Slashdot Mirror


Ext3cow Versioning File System Released For 2.6

Zachary Peterson writes "Ext3cow, an open-source versioning file system based on ext3, has been released for the 2.6 Linux kernel. Ext3cow allows users to view their file system as it appeared at any point in time through a natural, time-shifting interface. This is can be very useful for revision control, intrusion detection, preventing data loss, and meeting the requirements of data retention legislation. See the link for kernel patches and details."

6 of 241 comments (clear)

  1. Re:So which is it? by Bob54321 · · Score: 4, Informative

    From the example screenshot it appears it is a file system. You take a snapshot of your system at some point in time and it stores this data even when files change. Of course, with any file system it is important to have functionality that allows you to view the files as well...

    --
    :(){ :|:& };:
  2. The C in CVS. by SharpFang · · Score: 4, Informative

    Concurrent...

    Sure you can "go back in time", but two users working on the same file at the same time would be a pain. Networking would require additional layers - even plain SAMBA/NFS, but still. Plus a bunch of userspace utilities as UI to access it easily.

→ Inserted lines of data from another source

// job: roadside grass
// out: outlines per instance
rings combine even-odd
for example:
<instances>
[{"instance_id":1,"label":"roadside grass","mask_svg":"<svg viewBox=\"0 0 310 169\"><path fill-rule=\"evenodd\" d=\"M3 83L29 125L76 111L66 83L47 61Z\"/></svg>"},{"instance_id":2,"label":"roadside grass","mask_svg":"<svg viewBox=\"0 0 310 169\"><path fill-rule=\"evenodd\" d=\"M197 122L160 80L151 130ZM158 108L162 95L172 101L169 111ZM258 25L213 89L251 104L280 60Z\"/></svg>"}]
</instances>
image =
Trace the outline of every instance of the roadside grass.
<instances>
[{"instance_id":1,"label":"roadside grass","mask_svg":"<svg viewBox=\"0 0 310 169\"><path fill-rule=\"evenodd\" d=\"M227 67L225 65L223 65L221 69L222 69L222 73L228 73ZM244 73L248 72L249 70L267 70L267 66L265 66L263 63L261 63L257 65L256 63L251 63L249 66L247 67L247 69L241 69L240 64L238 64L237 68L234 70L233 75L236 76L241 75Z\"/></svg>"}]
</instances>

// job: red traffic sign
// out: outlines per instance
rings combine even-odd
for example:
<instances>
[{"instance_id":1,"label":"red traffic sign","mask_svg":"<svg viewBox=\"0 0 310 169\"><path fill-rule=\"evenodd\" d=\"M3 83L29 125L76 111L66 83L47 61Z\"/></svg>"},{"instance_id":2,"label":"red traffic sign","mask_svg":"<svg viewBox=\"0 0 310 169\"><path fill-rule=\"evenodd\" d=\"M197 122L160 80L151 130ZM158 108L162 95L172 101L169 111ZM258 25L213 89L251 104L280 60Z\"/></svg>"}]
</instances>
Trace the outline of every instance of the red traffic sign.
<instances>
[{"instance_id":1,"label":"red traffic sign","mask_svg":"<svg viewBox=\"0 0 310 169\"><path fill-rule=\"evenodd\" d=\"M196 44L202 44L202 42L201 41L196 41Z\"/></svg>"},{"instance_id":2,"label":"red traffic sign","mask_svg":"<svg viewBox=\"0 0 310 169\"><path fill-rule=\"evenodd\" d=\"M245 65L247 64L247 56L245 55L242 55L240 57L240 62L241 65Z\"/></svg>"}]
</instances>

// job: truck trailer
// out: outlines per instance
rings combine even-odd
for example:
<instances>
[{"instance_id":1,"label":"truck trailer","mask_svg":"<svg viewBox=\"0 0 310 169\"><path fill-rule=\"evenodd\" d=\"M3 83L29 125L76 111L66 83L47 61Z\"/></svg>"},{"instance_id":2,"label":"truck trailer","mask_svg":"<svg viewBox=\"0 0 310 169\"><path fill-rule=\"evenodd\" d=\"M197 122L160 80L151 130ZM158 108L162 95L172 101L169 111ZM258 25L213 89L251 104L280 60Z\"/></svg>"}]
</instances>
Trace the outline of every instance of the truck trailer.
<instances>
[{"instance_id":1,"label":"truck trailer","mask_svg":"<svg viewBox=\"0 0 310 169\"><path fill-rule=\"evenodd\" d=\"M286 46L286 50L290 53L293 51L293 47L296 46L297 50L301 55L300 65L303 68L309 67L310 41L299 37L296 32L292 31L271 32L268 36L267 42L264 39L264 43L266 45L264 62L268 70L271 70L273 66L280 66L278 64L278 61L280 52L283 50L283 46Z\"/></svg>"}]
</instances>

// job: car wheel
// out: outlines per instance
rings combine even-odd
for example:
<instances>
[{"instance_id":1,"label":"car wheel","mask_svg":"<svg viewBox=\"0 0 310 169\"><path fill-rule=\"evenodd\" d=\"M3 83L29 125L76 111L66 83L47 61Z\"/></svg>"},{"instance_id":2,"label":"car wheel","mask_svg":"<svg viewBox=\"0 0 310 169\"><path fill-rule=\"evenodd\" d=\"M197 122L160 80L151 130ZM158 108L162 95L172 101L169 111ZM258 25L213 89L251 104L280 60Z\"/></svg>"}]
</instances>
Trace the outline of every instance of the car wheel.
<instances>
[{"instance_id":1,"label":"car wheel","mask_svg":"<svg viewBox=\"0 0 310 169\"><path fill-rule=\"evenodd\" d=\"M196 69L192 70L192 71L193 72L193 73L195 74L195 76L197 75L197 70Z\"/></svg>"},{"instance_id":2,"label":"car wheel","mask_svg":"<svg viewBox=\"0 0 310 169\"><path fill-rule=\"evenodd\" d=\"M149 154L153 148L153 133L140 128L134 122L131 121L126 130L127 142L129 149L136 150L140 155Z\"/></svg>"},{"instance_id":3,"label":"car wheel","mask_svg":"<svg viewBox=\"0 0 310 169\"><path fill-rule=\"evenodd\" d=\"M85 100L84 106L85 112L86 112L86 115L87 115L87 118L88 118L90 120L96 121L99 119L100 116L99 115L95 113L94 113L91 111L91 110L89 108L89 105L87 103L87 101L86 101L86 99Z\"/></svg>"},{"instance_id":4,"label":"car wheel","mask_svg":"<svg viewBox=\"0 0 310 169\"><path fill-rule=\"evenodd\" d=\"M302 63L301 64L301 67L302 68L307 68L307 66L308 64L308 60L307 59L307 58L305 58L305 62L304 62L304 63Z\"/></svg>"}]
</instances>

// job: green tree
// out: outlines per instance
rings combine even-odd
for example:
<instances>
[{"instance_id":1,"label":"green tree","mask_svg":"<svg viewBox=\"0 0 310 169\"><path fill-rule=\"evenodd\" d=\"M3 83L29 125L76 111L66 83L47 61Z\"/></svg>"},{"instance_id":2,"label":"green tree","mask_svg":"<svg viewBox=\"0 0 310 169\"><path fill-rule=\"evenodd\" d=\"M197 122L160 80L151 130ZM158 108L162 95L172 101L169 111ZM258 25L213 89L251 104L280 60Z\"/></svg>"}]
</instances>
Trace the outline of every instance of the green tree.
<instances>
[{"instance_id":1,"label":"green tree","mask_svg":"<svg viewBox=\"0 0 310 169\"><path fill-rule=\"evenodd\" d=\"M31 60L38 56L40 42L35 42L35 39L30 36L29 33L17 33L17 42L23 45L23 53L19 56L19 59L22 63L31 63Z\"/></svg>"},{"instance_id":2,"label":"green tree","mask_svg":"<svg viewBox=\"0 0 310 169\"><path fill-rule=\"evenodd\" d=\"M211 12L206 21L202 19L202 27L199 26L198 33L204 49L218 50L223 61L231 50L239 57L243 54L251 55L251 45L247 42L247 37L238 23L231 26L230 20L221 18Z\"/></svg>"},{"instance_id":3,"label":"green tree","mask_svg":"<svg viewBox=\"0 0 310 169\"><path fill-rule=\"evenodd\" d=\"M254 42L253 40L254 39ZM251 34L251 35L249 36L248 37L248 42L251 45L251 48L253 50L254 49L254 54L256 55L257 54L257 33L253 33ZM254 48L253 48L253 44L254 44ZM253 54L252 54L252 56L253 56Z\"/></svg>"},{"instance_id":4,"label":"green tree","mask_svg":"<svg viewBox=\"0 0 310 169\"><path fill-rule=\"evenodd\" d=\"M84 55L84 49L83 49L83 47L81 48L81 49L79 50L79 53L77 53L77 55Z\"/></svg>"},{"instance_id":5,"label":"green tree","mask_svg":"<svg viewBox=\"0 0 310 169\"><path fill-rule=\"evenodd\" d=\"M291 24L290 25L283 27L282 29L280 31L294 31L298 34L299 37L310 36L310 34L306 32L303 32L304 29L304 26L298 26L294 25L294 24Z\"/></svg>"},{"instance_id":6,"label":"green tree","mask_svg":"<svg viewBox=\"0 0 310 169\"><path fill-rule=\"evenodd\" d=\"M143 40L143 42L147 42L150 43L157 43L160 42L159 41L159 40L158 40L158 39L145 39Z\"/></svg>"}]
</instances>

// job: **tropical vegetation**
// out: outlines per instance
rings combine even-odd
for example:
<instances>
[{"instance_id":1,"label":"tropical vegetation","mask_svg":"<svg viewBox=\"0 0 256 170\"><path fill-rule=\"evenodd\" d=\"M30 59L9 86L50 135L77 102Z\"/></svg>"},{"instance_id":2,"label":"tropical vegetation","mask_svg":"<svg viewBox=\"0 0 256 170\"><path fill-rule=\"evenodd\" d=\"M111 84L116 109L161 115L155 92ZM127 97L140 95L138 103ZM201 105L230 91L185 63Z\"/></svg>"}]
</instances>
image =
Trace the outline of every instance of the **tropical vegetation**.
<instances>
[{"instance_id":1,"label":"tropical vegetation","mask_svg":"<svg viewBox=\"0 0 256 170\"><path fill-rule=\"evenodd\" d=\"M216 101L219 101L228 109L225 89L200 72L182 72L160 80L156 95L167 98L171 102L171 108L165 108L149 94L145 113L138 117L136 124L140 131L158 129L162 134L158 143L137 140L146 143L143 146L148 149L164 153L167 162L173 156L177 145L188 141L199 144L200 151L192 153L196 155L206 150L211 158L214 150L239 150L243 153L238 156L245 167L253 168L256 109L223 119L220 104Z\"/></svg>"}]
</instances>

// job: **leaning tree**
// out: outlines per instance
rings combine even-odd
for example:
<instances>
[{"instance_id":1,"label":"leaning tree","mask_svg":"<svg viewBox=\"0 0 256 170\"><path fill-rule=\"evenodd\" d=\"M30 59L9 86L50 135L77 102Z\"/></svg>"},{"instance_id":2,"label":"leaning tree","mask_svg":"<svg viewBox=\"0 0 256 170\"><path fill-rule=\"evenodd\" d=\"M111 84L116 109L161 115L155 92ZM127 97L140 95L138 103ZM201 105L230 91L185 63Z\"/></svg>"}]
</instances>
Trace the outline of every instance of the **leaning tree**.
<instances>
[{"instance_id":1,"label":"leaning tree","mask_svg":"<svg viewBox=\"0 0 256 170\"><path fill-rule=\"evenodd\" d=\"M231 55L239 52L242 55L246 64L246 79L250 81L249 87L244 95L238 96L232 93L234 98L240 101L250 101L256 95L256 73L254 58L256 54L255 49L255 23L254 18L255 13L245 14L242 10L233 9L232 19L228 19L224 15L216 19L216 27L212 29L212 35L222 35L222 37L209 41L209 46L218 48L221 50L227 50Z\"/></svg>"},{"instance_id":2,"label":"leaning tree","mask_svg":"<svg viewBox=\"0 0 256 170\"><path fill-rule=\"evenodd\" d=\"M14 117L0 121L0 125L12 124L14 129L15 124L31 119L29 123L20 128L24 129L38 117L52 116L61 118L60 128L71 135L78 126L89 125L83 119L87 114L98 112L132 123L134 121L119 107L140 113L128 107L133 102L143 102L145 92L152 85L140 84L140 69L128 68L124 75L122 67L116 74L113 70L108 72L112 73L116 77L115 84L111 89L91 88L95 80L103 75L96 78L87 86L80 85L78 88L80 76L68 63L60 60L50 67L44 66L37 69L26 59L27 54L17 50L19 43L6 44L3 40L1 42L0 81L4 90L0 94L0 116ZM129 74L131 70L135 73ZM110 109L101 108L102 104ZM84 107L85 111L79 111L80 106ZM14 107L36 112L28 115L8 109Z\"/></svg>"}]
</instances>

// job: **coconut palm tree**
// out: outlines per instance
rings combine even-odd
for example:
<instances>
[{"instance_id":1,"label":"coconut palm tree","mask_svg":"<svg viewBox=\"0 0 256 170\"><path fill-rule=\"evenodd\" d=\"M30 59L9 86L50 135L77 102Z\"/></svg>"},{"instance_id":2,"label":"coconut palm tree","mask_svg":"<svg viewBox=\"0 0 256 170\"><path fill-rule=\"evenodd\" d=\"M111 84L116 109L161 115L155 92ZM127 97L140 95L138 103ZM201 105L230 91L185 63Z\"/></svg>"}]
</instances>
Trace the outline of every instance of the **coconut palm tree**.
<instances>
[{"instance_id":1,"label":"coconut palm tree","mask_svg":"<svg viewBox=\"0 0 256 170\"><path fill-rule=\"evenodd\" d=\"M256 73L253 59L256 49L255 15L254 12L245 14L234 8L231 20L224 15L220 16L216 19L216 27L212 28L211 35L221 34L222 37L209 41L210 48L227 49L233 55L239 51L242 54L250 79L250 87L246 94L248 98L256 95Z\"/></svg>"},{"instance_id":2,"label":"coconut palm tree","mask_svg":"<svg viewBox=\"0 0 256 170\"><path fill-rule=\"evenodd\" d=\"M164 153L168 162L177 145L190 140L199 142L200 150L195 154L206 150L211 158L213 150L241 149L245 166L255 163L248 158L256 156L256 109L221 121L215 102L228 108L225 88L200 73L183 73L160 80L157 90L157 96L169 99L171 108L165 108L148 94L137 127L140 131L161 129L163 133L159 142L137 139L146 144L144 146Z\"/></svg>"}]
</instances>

    It's not bad as a backend for such a system, just like MySQL is good as a backend for a website, but by itself it's pretty much worthless.

    --
    45 5F E1 04 22 CA 29 C4 93 3F 95 05 2B 79 2A B2
  3. Re:Overhead? by JoeD · · Score: 3, Informative

    Check the "Publications" link. The first one is an article in "ACM Transactions on Storage".

    It's a bit dry, but there is an explanation of how it stores the versions, plus some performance benchmarks.

  4. some background by pikine · · Score: 4, Informative

    I'm answering questions that people posted so far altogether.

    Is it a file system or a file manager?

    It is a file system. You access old snapshot by appending '@timestamp' to your file name. You have to first instruct ext3cow to take a snapshot first before you can retrieve old copies, otherwise it simply behaves like ext3. It appears that snapshot is always performed on a directory and applies to all inodes (files and subdirectories) under it.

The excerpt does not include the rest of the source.